“If it comes; let it. If it goes; let it. And you will find peace”
My mantra for this moment in my life. Let go. Let go of your worries. Let go of holding on. Let go of not wanting to go.
My time in Portugal was magical. I learned, I laughed, I cried, I fell in love, I got disappointed, I felled blessed. And now, slowly, it’s time to let go. Treasuring the beautiful moments. Treasuring the learning curves. There is no light without darkness. There is no peace without war. And the war in my head is coming to an end. I feel how peace surrounds me and hugs me like an old friend I haven’t seen in a long time.
I know from now on this is how my life will be. By choosing to become a yogi nomad I have to practice to let go of things. My first steps where letting go of a men I loved in order to live my life the way I want to live it. Then I had to let go of all my stuff and become a minimalist in order to be able to travel light. And now, every time I come to a place that I love, and meet people that I let into my heart, I have to let go at one point in order to move forward.

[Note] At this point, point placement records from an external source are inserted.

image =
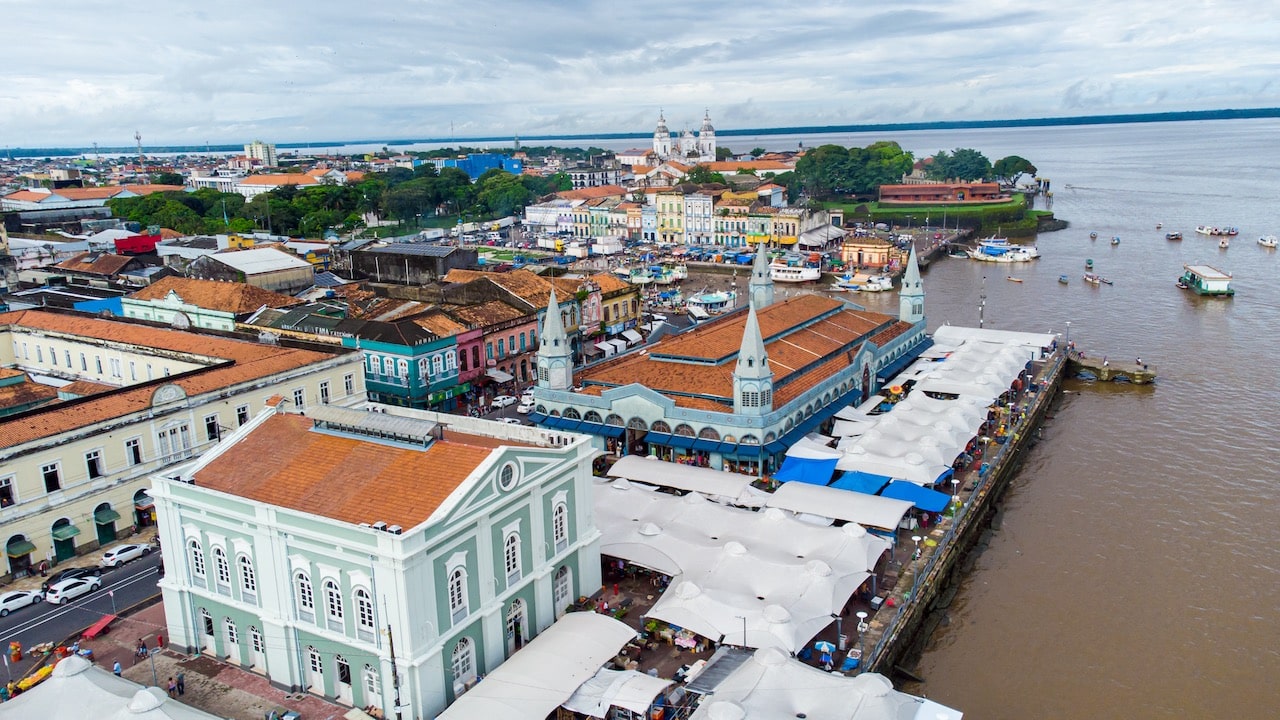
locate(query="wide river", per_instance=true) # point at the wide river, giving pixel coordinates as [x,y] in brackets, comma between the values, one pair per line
[1137,572]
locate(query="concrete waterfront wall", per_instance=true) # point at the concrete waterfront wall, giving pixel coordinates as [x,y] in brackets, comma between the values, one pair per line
[926,586]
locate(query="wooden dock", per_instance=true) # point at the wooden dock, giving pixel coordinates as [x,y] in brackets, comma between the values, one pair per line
[1107,370]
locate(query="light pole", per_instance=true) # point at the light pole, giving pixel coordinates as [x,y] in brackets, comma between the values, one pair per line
[862,641]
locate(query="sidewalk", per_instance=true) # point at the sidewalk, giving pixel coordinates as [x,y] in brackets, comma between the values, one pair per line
[211,686]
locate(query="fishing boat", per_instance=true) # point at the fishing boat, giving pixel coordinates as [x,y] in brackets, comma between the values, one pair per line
[1214,231]
[1205,279]
[999,250]
[784,273]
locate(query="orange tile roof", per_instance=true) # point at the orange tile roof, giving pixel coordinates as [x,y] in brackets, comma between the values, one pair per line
[280,180]
[359,481]
[248,361]
[213,295]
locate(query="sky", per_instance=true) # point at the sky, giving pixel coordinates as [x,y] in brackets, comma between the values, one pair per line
[80,72]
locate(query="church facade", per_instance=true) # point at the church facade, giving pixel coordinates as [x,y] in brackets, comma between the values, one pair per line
[737,391]
[685,146]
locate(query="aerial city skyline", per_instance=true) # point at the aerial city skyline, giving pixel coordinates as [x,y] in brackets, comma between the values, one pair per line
[191,76]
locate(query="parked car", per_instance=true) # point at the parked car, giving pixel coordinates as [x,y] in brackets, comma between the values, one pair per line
[120,555]
[68,574]
[68,591]
[17,600]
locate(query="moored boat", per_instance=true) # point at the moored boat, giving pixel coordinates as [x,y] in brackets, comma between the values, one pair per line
[1205,279]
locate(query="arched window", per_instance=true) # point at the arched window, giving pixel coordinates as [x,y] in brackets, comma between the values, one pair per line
[333,604]
[457,595]
[511,556]
[560,525]
[464,662]
[196,555]
[248,579]
[223,570]
[365,627]
[306,600]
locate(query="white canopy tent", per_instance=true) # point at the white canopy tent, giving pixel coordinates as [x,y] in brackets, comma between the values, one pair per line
[782,575]
[547,671]
[771,684]
[859,507]
[616,688]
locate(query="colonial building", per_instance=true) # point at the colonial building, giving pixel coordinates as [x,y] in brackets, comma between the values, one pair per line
[132,400]
[735,392]
[306,545]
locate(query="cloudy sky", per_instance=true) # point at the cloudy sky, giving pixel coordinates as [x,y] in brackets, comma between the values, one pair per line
[231,71]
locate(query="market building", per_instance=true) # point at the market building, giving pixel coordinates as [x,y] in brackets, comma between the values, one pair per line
[737,391]
[458,540]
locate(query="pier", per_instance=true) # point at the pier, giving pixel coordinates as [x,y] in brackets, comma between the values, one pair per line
[914,601]
[1105,369]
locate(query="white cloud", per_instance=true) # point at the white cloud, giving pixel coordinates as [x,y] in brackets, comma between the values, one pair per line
[324,71]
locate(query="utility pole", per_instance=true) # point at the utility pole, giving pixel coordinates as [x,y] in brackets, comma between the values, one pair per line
[391,643]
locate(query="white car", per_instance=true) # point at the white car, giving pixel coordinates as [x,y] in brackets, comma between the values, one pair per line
[17,600]
[68,591]
[118,556]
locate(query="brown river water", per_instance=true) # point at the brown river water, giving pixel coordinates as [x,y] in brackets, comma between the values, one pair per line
[1137,570]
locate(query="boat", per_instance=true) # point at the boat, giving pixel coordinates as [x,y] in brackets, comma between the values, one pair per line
[999,250]
[1205,279]
[780,272]
[1212,231]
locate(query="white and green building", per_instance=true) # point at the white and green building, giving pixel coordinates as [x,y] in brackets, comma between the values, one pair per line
[305,545]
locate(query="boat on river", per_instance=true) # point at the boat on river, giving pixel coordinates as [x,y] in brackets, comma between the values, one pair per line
[1000,250]
[1205,279]
[1214,231]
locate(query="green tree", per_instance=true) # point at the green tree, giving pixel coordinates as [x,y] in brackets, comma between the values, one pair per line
[1009,169]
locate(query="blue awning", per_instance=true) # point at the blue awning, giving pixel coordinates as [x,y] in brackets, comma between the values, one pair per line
[924,499]
[856,481]
[901,363]
[813,470]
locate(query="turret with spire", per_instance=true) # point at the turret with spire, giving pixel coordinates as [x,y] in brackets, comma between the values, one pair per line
[760,288]
[910,299]
[554,356]
[753,379]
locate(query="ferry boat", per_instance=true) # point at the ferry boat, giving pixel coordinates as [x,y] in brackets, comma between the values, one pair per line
[1216,231]
[784,273]
[711,302]
[1205,279]
[999,250]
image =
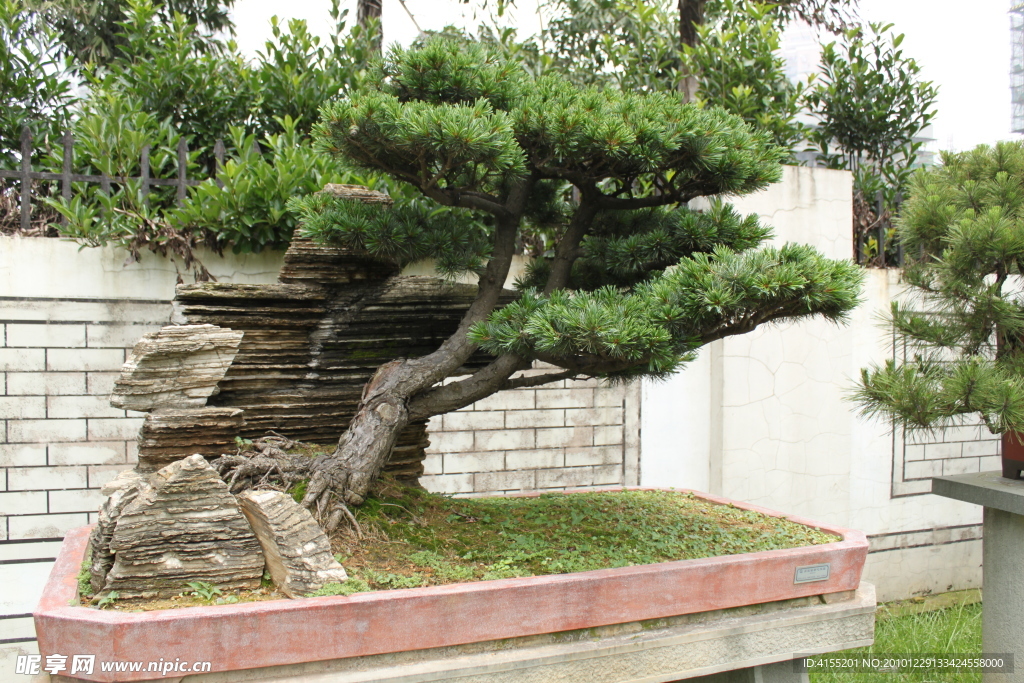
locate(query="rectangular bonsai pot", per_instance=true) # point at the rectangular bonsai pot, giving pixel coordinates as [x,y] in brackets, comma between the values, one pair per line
[285,632]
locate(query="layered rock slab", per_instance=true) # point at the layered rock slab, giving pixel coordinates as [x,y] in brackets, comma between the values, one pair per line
[171,432]
[298,554]
[179,366]
[181,525]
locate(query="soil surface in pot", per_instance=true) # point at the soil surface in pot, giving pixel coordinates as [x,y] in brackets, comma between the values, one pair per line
[408,538]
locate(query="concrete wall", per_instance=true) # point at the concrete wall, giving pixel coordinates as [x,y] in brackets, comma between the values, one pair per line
[763,418]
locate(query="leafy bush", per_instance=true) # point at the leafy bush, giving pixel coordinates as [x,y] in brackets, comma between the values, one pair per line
[738,67]
[35,85]
[871,107]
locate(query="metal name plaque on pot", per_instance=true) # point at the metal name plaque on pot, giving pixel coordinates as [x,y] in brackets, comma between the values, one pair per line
[811,572]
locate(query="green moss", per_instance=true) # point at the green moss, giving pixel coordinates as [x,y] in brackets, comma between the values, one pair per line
[85,577]
[347,588]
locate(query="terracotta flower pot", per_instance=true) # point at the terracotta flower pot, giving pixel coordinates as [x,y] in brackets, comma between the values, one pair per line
[251,635]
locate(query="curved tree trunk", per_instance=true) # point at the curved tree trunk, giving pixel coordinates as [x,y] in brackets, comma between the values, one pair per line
[367,444]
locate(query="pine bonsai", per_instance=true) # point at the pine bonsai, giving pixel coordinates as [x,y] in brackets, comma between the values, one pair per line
[633,282]
[963,327]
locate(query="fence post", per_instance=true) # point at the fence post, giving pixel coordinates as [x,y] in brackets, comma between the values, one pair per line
[67,161]
[218,162]
[899,245]
[144,170]
[26,178]
[182,169]
[882,228]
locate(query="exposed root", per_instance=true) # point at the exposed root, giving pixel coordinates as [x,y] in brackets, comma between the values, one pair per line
[264,465]
[267,465]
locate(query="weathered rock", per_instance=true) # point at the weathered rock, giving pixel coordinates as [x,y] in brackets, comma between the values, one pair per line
[311,342]
[181,525]
[121,491]
[178,367]
[297,552]
[169,434]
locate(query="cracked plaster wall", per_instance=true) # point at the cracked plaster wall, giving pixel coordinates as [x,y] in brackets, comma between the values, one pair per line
[762,418]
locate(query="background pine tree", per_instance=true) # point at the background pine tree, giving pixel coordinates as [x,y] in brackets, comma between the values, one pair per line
[963,326]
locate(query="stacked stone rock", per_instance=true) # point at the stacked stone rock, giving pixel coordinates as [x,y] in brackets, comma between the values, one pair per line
[243,360]
[157,534]
[308,345]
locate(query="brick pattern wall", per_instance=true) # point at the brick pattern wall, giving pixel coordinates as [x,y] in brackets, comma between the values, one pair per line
[561,435]
[59,438]
[920,455]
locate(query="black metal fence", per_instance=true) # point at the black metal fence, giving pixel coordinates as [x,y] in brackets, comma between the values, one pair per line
[26,175]
[873,231]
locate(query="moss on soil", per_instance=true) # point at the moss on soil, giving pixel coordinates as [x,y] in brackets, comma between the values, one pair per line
[411,538]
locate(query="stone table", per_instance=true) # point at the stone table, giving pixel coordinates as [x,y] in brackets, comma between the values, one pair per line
[1003,561]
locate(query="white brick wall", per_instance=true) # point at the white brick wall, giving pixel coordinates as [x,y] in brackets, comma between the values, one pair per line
[60,439]
[561,435]
[62,343]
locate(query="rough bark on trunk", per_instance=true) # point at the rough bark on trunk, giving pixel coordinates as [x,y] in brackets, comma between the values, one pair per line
[367,443]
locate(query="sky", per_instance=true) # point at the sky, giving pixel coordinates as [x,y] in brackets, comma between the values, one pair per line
[963,47]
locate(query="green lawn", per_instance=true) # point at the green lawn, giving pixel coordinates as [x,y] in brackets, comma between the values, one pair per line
[905,629]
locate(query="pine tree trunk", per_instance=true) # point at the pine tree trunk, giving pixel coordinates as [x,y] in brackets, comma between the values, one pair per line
[371,9]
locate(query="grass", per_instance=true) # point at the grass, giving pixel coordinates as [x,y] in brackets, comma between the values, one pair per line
[911,629]
[412,538]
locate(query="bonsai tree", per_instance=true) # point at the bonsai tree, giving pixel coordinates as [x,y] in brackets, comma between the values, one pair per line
[632,282]
[963,325]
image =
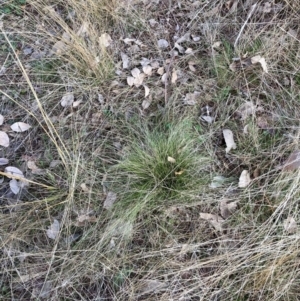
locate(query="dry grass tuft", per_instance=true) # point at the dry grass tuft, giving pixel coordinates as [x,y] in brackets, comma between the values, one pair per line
[152,243]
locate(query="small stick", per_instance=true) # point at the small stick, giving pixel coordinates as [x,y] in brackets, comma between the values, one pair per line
[243,27]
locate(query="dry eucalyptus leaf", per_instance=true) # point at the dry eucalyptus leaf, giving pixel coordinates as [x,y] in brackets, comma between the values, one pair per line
[4,139]
[164,77]
[12,172]
[191,98]
[110,200]
[293,162]
[290,225]
[162,44]
[14,186]
[55,163]
[174,77]
[128,41]
[53,230]
[125,60]
[83,30]
[20,127]
[82,219]
[155,64]
[161,70]
[59,47]
[84,187]
[147,90]
[105,40]
[67,100]
[215,220]
[217,182]
[208,119]
[247,109]
[135,72]
[138,81]
[76,103]
[171,160]
[34,169]
[146,104]
[244,179]
[130,81]
[258,59]
[227,208]
[189,51]
[151,286]
[3,161]
[147,70]
[230,144]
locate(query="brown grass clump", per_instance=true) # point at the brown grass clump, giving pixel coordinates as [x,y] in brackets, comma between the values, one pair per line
[130,193]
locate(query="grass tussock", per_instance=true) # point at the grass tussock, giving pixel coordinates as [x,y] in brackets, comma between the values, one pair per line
[123,206]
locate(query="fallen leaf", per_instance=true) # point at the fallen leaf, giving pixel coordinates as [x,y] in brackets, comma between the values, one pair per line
[217,44]
[12,172]
[230,144]
[179,47]
[125,60]
[155,64]
[146,104]
[130,81]
[290,225]
[67,100]
[20,127]
[217,182]
[135,72]
[84,187]
[14,186]
[59,47]
[83,30]
[152,22]
[101,98]
[161,70]
[164,77]
[4,139]
[258,59]
[215,220]
[162,43]
[145,62]
[151,286]
[110,200]
[147,90]
[76,103]
[128,41]
[189,51]
[174,77]
[147,70]
[34,169]
[86,218]
[171,160]
[42,291]
[293,162]
[227,208]
[3,161]
[246,109]
[53,230]
[244,179]
[105,40]
[55,163]
[208,119]
[138,81]
[191,98]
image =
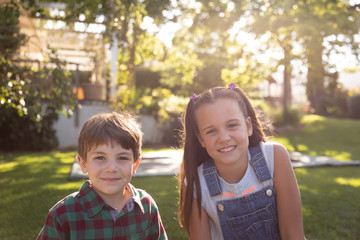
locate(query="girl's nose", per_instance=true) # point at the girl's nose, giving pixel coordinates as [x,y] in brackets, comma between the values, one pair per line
[224,136]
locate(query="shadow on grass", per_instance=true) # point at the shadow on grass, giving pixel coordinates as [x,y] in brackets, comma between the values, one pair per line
[330,201]
[337,138]
[30,184]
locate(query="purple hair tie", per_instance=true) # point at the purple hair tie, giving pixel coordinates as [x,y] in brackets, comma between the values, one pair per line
[232,86]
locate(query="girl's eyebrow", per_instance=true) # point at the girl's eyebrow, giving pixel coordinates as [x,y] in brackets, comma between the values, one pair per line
[206,128]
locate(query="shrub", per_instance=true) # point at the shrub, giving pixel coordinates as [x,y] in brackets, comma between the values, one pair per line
[279,119]
[24,134]
[354,106]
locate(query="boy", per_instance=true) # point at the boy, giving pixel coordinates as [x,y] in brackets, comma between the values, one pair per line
[107,206]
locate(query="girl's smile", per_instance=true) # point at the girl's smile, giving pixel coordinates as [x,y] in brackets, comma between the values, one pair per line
[227,149]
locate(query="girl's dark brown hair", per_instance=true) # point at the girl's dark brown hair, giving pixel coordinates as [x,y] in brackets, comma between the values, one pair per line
[111,127]
[195,154]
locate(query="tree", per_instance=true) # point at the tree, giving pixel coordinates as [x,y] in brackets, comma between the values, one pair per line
[30,98]
[320,20]
[209,33]
[123,19]
[308,23]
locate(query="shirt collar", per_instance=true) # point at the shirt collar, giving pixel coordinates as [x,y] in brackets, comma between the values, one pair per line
[93,203]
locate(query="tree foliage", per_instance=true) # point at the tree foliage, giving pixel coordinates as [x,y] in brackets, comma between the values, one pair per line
[310,24]
[30,97]
[210,37]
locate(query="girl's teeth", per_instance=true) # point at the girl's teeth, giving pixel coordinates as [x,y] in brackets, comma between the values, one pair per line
[226,149]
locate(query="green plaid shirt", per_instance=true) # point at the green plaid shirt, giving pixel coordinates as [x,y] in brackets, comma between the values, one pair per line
[85,215]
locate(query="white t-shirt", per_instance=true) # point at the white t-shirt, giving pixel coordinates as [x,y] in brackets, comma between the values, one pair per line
[248,184]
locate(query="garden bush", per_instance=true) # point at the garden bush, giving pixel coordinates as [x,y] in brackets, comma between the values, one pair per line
[354,106]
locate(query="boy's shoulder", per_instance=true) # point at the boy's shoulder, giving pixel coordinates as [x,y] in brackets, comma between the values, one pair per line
[61,206]
[142,197]
[72,202]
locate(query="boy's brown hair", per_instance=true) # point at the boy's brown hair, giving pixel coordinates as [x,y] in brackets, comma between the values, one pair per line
[113,127]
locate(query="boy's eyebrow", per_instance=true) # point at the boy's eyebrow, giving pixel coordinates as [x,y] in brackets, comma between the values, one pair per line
[124,152]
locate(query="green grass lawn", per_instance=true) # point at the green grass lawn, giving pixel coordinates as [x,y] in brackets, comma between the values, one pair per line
[337,138]
[32,183]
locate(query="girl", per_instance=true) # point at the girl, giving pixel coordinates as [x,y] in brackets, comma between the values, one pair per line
[233,185]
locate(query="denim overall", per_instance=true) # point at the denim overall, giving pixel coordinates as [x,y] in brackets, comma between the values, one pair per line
[252,216]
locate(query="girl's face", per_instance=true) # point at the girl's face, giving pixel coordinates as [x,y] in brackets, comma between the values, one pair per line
[224,131]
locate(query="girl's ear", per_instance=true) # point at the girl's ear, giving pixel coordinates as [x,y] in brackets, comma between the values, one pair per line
[200,140]
[249,126]
[82,163]
[136,165]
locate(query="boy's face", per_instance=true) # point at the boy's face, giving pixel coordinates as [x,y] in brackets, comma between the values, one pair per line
[110,169]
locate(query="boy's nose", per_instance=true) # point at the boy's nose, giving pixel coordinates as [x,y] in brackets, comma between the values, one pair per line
[224,136]
[111,165]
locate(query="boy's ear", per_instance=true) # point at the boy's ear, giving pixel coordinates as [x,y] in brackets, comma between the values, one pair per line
[200,140]
[82,163]
[136,165]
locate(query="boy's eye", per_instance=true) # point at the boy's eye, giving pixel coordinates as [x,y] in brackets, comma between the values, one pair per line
[211,131]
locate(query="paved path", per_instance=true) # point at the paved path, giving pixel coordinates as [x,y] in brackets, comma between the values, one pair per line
[168,162]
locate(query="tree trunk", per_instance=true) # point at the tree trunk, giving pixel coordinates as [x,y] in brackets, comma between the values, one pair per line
[315,76]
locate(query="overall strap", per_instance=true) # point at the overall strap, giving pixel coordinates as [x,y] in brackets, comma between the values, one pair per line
[211,177]
[258,163]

I was afraid that traveling like this would make me cynical and made it difficult to let people come close to me because I know it’s only temporarily. But it turns out to be the other way around. My heart is more open then ever. There is so much room for all the beautiful souls I meet along the way. I love them, and then I softly let go again. Keeping them forever in my heart and wishing them well as I wave them goodbye again. Maybe we see each other somewhere in the world. Maybe not. It’s all ok. Because when I close my eyes and turn within, you are all there, sitting in front of me, smiling, and I know all is well.